I’m using langchains and the OpenAI API to create a virtual assistant that responds to a PDF, which I converted to Markdown to improve the AI’s reading. I split it into 512-chunk documents using langchain’s RecursiveCharacterTextSplitter. It’s a small text with no spaces, approximately 400 lines. And even so, text-embedding-ada-002-v2 has a very high consumption, approximately 12,000 Tokens per request. I’ve been trying to lower this consumption for some time, but I can’t find much information about it. It’s my first time working with AI and I believe that the consumption shouldn’t be so excessive.

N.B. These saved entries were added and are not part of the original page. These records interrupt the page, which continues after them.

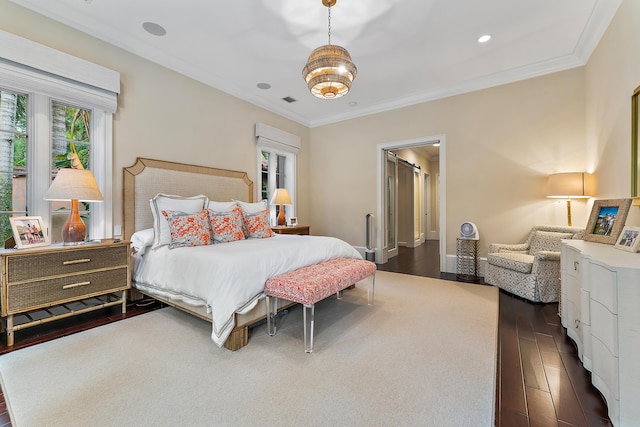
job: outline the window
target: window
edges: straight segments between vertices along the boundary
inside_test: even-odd
[[[120,75],[0,31],[0,239],[9,217],[41,216],[52,242],[61,241],[69,205],[44,194],[75,150],[90,169],[104,203],[80,204],[90,239],[112,231],[112,123]]]
[[[289,190],[291,206],[283,206],[287,217],[295,216],[296,155],[300,138],[262,123],[256,124],[258,144],[258,191],[260,200],[270,200],[277,188]],[[275,224],[279,206],[269,206],[271,223]]]
[[[269,151],[266,148],[260,148],[259,152],[262,157],[260,174],[261,200],[270,200],[276,188],[286,188],[289,190],[289,194],[293,194],[295,182],[289,178],[287,166],[289,163],[295,162],[295,155],[290,153],[279,154],[277,151]],[[283,208],[287,217],[295,216],[294,206],[283,206]],[[272,218],[276,218],[280,213],[280,206],[271,206],[270,210]]]
[[[84,169],[90,167],[91,148],[91,110],[74,107],[58,101],[51,101],[51,179],[55,179],[61,168],[71,168],[69,155],[76,153]],[[61,240],[71,202],[51,202],[51,227],[49,235],[52,242]],[[79,201],[80,218],[87,227],[87,235],[91,232],[91,203]]]
[[[27,96],[0,88],[0,242],[9,217],[27,215]]]

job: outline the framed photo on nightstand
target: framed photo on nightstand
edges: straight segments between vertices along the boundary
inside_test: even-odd
[[[18,249],[47,246],[49,244],[49,236],[42,223],[42,217],[10,217],[9,222],[11,222],[13,239],[16,241]]]
[[[296,225],[298,225],[298,218],[296,218],[295,216],[289,217],[289,227],[295,227]]]

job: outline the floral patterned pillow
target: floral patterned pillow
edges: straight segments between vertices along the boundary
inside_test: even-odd
[[[169,224],[169,249],[184,246],[203,246],[211,242],[207,211],[192,214],[180,211],[162,211]]]
[[[264,210],[258,213],[242,214],[244,218],[244,234],[249,238],[264,239],[273,237],[273,231],[269,226],[269,211]]]
[[[208,213],[213,243],[226,243],[244,239],[242,209],[240,207],[235,207],[229,212],[216,212],[209,209]]]

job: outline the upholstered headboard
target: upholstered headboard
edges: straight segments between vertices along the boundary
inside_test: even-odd
[[[125,239],[153,226],[149,200],[158,193],[253,202],[253,181],[246,172],[138,158],[123,173]]]

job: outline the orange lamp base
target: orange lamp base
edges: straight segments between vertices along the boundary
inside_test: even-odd
[[[278,214],[278,225],[287,225],[287,218],[284,216],[284,207],[280,205],[280,213]]]
[[[78,201],[71,201],[71,212],[67,222],[62,227],[62,242],[64,245],[81,245],[87,237],[87,227],[80,218],[78,212]]]

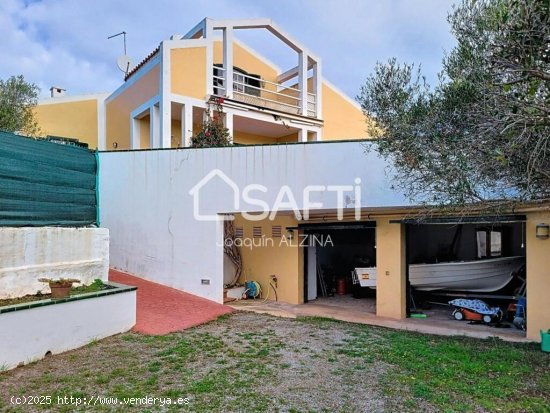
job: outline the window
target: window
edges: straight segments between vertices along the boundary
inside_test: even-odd
[[[262,227],[253,227],[252,228],[252,236],[254,238],[261,238],[262,237]]]
[[[245,77],[242,73],[233,72],[233,90],[244,93]]]
[[[476,230],[476,241],[478,258],[502,256],[502,232],[500,230]]]

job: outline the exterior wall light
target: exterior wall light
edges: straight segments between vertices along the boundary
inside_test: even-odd
[[[292,239],[294,238],[294,230],[288,228],[288,229],[286,230],[286,234],[287,234],[287,238],[288,238],[289,240],[292,241]]]
[[[548,239],[550,237],[550,225],[537,224],[536,236],[538,239]]]

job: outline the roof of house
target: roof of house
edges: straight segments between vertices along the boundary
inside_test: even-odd
[[[155,50],[153,50],[151,53],[147,55],[145,59],[143,59],[141,62],[139,62],[136,66],[134,66],[126,76],[124,76],[124,80],[128,80],[130,76],[132,76],[134,73],[136,73],[145,63],[147,63],[149,60],[151,60],[153,57],[156,56],[156,54],[160,51],[160,45],[156,47]]]

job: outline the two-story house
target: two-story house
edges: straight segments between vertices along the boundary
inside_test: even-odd
[[[296,65],[281,69],[238,41],[239,30],[269,31]],[[206,18],[163,40],[113,93],[63,92],[52,88],[36,108],[43,132],[101,150],[188,147],[216,97],[235,144],[366,138],[360,106],[323,78],[318,56],[269,19]]]

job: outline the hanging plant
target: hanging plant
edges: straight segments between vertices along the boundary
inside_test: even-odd
[[[192,138],[194,148],[211,148],[231,145],[229,129],[223,124],[223,98],[206,103],[206,119],[201,130]]]

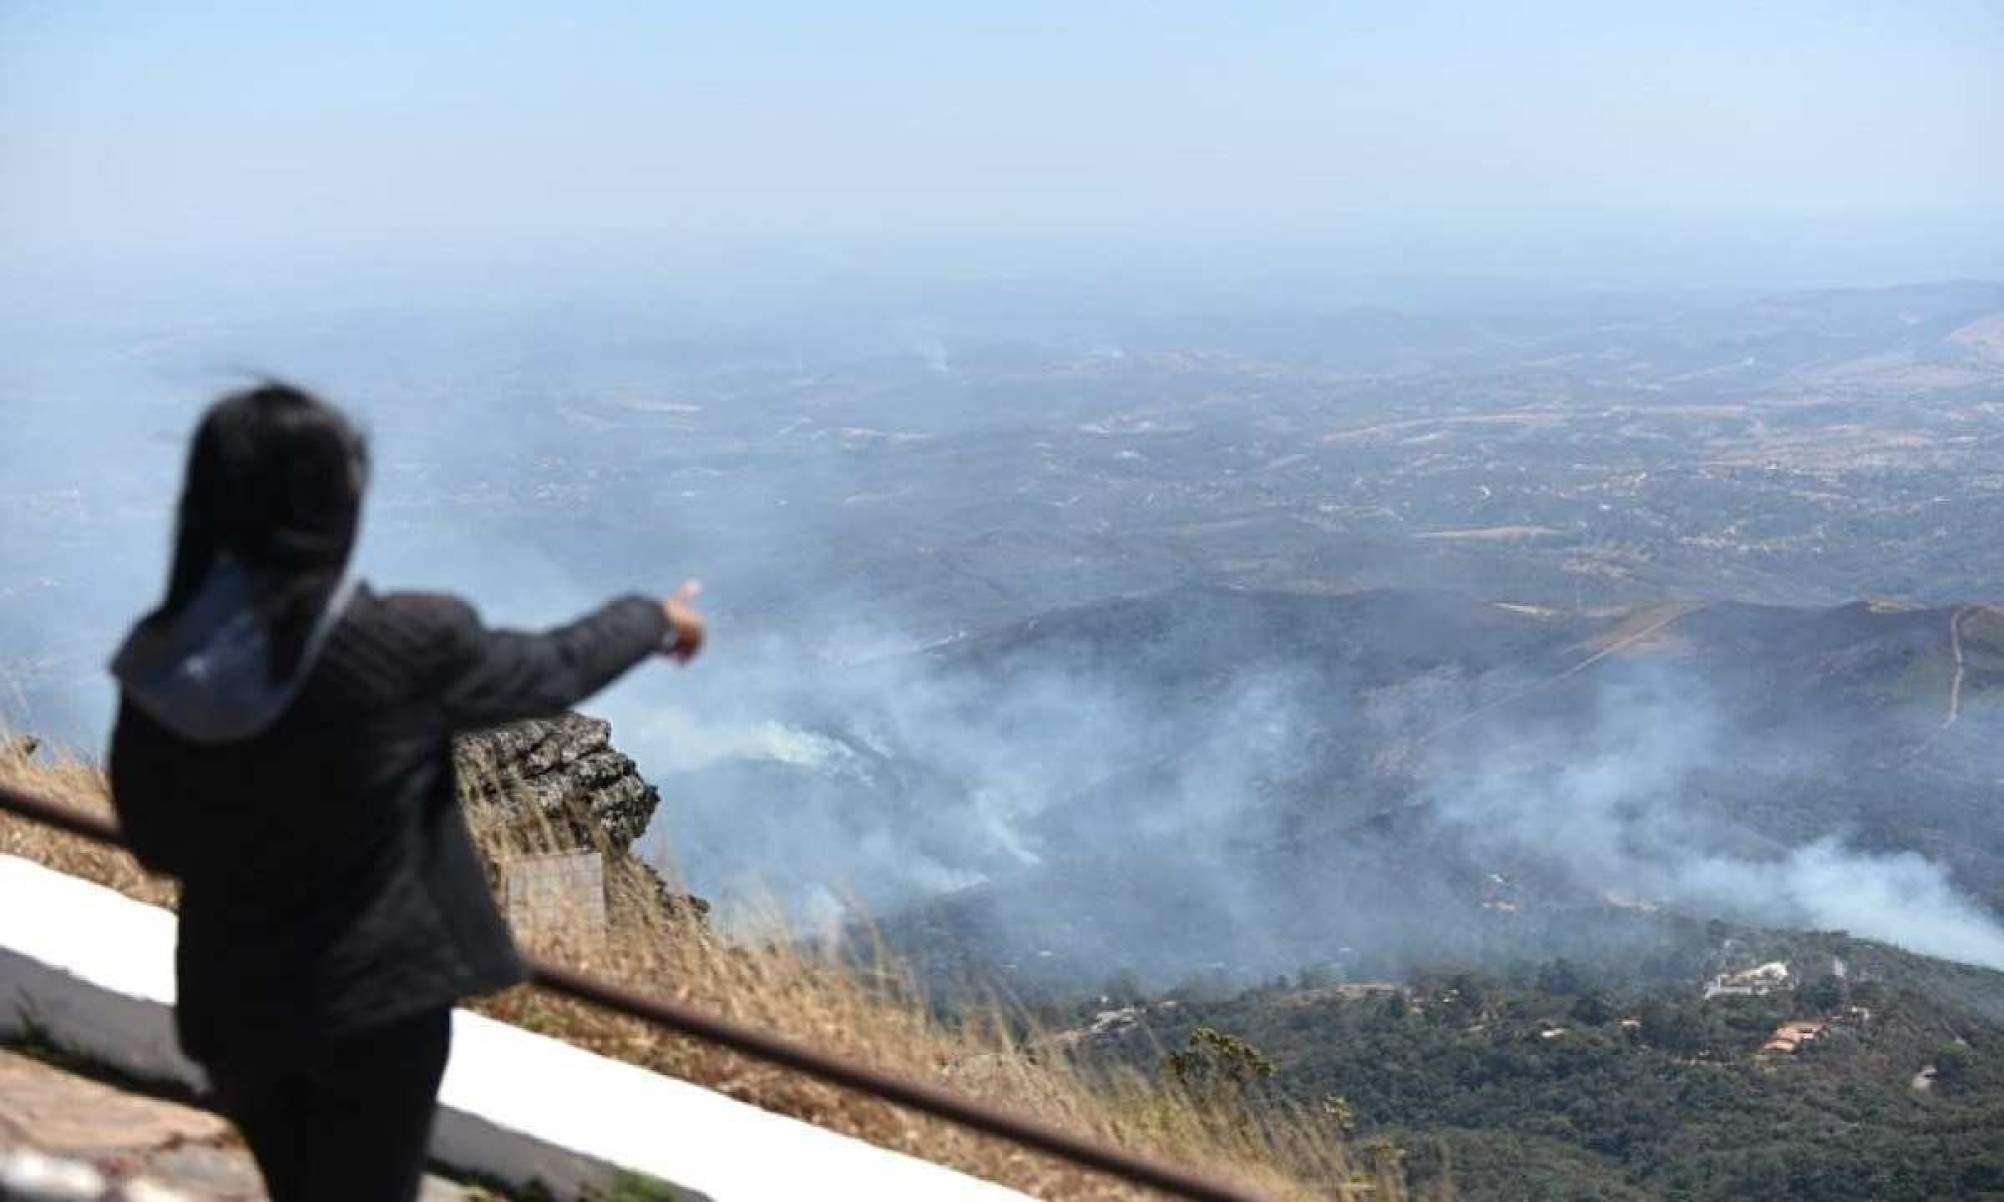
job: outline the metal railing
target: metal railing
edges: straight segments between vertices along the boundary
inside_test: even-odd
[[[97,843],[118,848],[125,846],[119,838],[117,824],[109,818],[58,805],[8,785],[0,785],[0,811]],[[970,1131],[1070,1161],[1081,1168],[1119,1177],[1178,1198],[1188,1198],[1192,1202],[1258,1202],[1256,1195],[1238,1186],[1081,1138],[1039,1119],[983,1106],[936,1085],[893,1076],[784,1036],[705,1014],[679,1002],[648,997],[560,964],[533,957],[528,964],[530,982],[551,993],[651,1022],[830,1085],[881,1098]]]

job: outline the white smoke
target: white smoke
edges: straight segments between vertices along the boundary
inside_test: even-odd
[[[1691,902],[1797,914],[1818,929],[2004,969],[2004,925],[1915,852],[1860,852],[1825,836],[1780,860],[1708,856],[1680,868],[1679,890]]]
[[[1588,728],[1492,724],[1428,789],[1478,846],[1535,855],[1603,893],[2004,969],[2004,923],[1942,865],[1854,847],[1841,831],[1757,838],[1693,804],[1701,774],[1779,751],[1723,729],[1687,675],[1631,674],[1601,688]],[[1814,742],[1787,751],[1813,757]]]

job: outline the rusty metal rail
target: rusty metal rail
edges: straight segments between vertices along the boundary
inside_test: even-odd
[[[0,810],[52,826],[94,842],[123,847],[118,826],[97,814],[86,814],[46,798],[0,785]],[[1188,1169],[1162,1164],[1083,1139],[1038,1119],[983,1106],[923,1081],[880,1072],[840,1056],[767,1031],[743,1026],[700,1010],[602,981],[551,964],[529,960],[530,981],[538,988],[589,1005],[642,1019],[678,1034],[701,1039],[733,1052],[803,1073],[831,1085],[881,1098],[898,1106],[965,1127],[983,1135],[1009,1140],[1135,1185],[1160,1190],[1192,1202],[1258,1202],[1257,1196],[1234,1185]]]

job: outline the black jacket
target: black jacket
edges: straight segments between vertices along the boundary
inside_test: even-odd
[[[142,627],[115,665],[112,794],[140,861],[182,884],[176,1017],[197,1060],[283,1056],[519,982],[452,736],[568,708],[667,634],[644,597],[541,635],[488,630],[448,596],[342,604],[243,737],[177,727],[176,694],[147,677],[178,656],[201,680],[199,633]]]

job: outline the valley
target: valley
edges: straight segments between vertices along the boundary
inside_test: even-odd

I am tokenizing the text with GPT2Tokenizer and splitting it with RecursiveCharacterTextSplitter
tokenizer = GPT2TokenizerFast.from_pretrained(“gpt2”, clean_up_tokenization_spaces=True)
def tokens(text: str) → int:
return len(tokenizer.encode(text))
splitter = RecursiveCharacterTextSplitter(
chunk_size = 512,
chunk_overlap = 24,
length_function = tokens,
)
Then I create the vectors using OpenAIEmbeddings and FAISS to locate them more easily, and then search for response similarity.
embeddings = OpenAIEmbeddings()
db = FAISS.from_documents(chunks, embeddings)
Is it possible to reduce this expense?